Some of Crumb's signature marks -- bulging eyes, voluptuous, big-boned women, anxiety-infused characters sweating profusely -- can be spotted in "Genesis."
"Genesis has a strong appeal to artists, I think. There's this great big mash-up of the cosmic and the mundane, where God and human beings meet and interact, where divine mandates are tested in human interactions, where practical ethics are explored against a mystical backdrop," said David Zimmerman, associate editor at Christian publishing company InterVarsity Press.

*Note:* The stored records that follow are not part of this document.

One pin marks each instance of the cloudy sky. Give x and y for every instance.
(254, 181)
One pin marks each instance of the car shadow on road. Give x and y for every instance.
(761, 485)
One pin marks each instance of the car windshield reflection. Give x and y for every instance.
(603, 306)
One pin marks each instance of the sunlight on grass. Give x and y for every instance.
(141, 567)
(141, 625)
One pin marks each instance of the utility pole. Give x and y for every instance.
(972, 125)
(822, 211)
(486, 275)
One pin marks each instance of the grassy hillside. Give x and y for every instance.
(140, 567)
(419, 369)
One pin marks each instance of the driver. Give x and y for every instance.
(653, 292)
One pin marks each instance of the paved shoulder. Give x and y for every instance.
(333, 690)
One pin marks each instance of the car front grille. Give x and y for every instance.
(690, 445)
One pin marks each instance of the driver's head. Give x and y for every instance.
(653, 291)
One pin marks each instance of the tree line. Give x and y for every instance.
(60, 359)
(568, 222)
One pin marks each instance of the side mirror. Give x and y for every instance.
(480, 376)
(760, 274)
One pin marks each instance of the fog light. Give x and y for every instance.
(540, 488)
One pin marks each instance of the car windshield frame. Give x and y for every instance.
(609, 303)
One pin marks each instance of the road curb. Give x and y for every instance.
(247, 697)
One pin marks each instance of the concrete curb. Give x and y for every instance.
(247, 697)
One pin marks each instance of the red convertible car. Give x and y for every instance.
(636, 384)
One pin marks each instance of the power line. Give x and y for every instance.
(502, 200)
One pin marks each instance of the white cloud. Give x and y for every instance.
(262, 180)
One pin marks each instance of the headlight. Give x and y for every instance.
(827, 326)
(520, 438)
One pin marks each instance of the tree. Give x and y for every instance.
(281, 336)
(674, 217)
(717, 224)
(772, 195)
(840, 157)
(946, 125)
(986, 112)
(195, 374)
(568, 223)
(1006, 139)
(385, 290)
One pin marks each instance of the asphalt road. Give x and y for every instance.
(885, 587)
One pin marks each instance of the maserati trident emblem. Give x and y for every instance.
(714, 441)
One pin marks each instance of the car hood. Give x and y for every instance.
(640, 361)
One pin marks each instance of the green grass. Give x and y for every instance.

Still, some take issue with Crumb -- a self-described agnostic, who has called taking the Bible literally "completely insane and crazy" -- attempting such a project.
"The Bible is not mere literature. It's a spiritual book with an eternal message and needs to be interpreted by spiritual people, guided by the Holy Spirit. Anything else is just printed pictures on paper," said Nathan Butler, president of COMIX35, a Christian comics ministry.
Bob While, Crumb's editor at W.W. Norton, which published "The Book of Genesis Illustrated," said he's surprised at how intense the reaction has been. While says that when he learned Crumb had been considering such a project, Norton made an offer because it believed in Crumb as an artist and trusted that he would be respectful of the text.
"It was a very good marriage from the start," While said.
While says that Crumb obsessed over every detail and that the completion of the book affords the artist the kind of mainstream approval that has eluded him. It also allowed Crumb to steep himself even further in the ancient cultures he had already been fascinated by, such as those of Babylon and Assyria.
For his part, Crumb says any controversy stirred by the release of the book won't surprise him. Nor will it particularly concern him.
"I expect that this comic version will offend some orthodox fundamentalist believers," he said. "I show God's face. I show people having sex. I illustrate the stories not as religious propaganda. ... If that outrages some believers, well, you can't please everyone."